XIAMEN, Sept. 10 (Xinhua) — This year’s China International Fair for Investment and Trade (CIFIT) brims with confidence as it brings together prominent businesses, serving as a unique platform to spawn opportunities amid the pandemic.
The grand fair, running from Thursday to Sunday in the coastal city of Xiamen, east China’s Fujian Province, has as its theme — “Global development: sharing digital opportunities, investing in green future” — and is an effort to boost two-way investment and global economic recovery.
It is hosting merchants from over 60 countries and regions attending in-person and virtually, highlighting global enthusiasm for and interest in doing business with China.
Big issues like digital technologies, green investment, the Global Development Initiative, the Belt and Road Initiative, BRICS cooperation and the RCEP are on many minds as around 40 relevant conferences and seminars are on offer during the four-day event.
Amid headwinds, China has taken solid steps to mitigate the impact of the pandemic and stabilize the economy. In turn, the Chinese domestic market remains vibrant and consumption is on track to recover, feeding investors’ optimism for the foreseeable future.
“Foreign companies benefit from operating in China, and contribute to China at the same time,” said Harley Seyedin, president of the American Chamber of Commerce in South China.

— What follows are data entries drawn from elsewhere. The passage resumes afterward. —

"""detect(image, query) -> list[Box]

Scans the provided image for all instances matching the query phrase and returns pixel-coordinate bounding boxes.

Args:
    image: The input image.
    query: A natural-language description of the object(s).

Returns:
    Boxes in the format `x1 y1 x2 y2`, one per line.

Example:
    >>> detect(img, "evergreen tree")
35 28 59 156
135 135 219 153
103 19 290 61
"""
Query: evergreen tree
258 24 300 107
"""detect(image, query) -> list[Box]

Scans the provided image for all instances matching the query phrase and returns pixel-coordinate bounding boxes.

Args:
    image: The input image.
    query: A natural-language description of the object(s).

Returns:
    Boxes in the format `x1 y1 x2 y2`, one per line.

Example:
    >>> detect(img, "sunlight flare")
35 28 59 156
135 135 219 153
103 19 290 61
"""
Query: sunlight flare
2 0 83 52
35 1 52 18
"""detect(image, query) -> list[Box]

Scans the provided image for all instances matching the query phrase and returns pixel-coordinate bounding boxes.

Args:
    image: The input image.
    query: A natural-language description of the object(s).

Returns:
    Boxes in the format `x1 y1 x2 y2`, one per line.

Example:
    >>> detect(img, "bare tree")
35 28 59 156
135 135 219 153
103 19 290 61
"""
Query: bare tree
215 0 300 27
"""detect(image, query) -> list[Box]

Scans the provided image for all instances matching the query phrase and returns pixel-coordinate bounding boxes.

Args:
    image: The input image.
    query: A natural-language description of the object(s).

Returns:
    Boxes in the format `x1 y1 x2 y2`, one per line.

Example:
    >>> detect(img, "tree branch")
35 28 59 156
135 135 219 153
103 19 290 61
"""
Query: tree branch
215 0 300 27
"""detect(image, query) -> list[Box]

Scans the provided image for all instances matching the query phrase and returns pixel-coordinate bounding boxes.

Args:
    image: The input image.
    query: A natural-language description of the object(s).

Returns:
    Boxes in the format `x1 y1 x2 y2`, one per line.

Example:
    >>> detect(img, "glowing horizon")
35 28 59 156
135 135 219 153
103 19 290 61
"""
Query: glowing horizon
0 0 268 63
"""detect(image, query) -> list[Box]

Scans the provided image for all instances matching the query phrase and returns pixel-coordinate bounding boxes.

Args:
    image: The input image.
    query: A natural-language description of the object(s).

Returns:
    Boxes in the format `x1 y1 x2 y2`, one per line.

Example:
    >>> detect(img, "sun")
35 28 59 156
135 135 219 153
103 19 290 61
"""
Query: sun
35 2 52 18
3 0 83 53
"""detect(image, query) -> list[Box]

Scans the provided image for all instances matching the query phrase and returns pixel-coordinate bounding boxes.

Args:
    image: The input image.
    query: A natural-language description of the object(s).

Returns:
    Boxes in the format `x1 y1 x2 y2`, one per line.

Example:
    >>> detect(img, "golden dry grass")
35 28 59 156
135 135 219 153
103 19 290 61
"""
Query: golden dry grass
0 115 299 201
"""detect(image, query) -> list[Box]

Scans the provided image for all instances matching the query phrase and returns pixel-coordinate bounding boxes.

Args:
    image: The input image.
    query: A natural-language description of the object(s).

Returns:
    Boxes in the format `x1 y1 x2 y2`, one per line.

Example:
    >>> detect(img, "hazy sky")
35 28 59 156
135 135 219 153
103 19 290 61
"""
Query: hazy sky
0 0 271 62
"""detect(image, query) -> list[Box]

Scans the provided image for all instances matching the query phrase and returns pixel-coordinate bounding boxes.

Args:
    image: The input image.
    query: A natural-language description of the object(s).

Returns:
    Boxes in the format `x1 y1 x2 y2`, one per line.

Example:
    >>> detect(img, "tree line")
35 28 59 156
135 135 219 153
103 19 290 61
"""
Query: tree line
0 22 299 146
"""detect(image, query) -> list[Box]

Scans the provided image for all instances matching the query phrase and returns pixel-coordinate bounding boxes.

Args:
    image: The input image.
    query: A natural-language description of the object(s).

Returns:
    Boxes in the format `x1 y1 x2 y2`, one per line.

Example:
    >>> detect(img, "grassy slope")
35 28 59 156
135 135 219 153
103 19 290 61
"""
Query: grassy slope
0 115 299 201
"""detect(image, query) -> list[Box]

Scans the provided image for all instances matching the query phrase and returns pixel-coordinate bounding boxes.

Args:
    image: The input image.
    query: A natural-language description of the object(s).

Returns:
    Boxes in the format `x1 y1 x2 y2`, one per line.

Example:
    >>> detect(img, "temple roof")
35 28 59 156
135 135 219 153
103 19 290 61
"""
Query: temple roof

“What I appreciate is the willingness of the Chinese government to listen to our ideas and thoughts, and it incorporates them in the formulation of new policies.”
A poll of member companies conducted by the chamber and released in February this year, found that foreign companies still had a strong interest in reinvesting in China.
More than 70 percent of 230 companies polled had reinvestment plans for 2022. The percentage of firms with budgeted reinvestment of over 250 million dollars in China increased from 5 percent in 2021 to 10 percent in 2022.
A large number of companies reported positive overall return on investment (ROI) in China. About three-fifths of the companies considered their ROI in China to be higher than their global ROI, the poll added.
“China’s domestic market has grown exponentially despite some difficulties,” said Seyedin.
Nine Rivers, a wine producer, decided to expand its China business as it started to build a single malt whisky distillery in the city of Longyan, Fujian Province in February. The distillery is expected to start operation in 2023, delivering an annual output of 200 billion yuan and creating numerous jobs.
“The opportunity is huge in China as it’s the world’s largest consumer market,” said Jay Robertson, CEO of Nine Rivers, during the CIFIT, pointing to easy accessibility to government services.
NEW OPPORTUNITIES ABOUND
As the global economy is grappling with the persistent pandemic and geopolitical tensions, China has revved up its efforts in emerging fields such as digital trade and green development, offering enticing opportunities for global investors.
Data shows that the scale of China’s digital economy soared from 11 trillion yuan in 2012 to 45.5 trillion yuan (6.58 trillion dollars) in 2021, accounting for 39.8 percent of the country’s GDP in 2021.
ABB, a global engineering company from Europe, is among numerous companies that have jumped on the bandwagon to tap into more opportunities in China’s burgeoning digital market. It has cooperated with Chinese partners in building data centers across the country for 25 years.
James Zhao, president of ABB Electrification China, considers the mega data project — “east data, west computing” — that was launched in February, as an embodiment of China’s commitment to developing its digital economy and delivering opportunities to the whole industry.
The fair also saw industry leaders’ zeal for the green transition, an ambitious goal that China has long pursued.
A participant in the green transition, Citi China “has been a staunch supporter of green-minded clients as it continues to finance clean energy solutions,” said Citi Guangzhou branch manager Song Jun.
Citi in Guangzhou has provided 100 million yuan in loans to a local hydrogen fuel cell producer.
“Industries are embracing digital and sustainable transition, which has sparked a surge in demand for green and innovative products and low-carbon solutions based on digital technologies,” said Wang Jie, vice president of Schneider Electric and head of its corporate affairs and sustainability development division in China.
China has vowed to peak carbon dioxide emissions by 2030 and achieve carbon neutrality by 2060. This target is calling on more enterprises to accelerate green transition in a bid to enhance future competitiveness, Wang said.
Underlining its decarbonization commitment, the multinational company now runs 64 “Net-zero Carbon Factories” worldwide, with 15 located in China.
In the future, the company will continue to bolster R&D in China with a pledge of offering more green and innovative products and solutions to the globe, Wang said.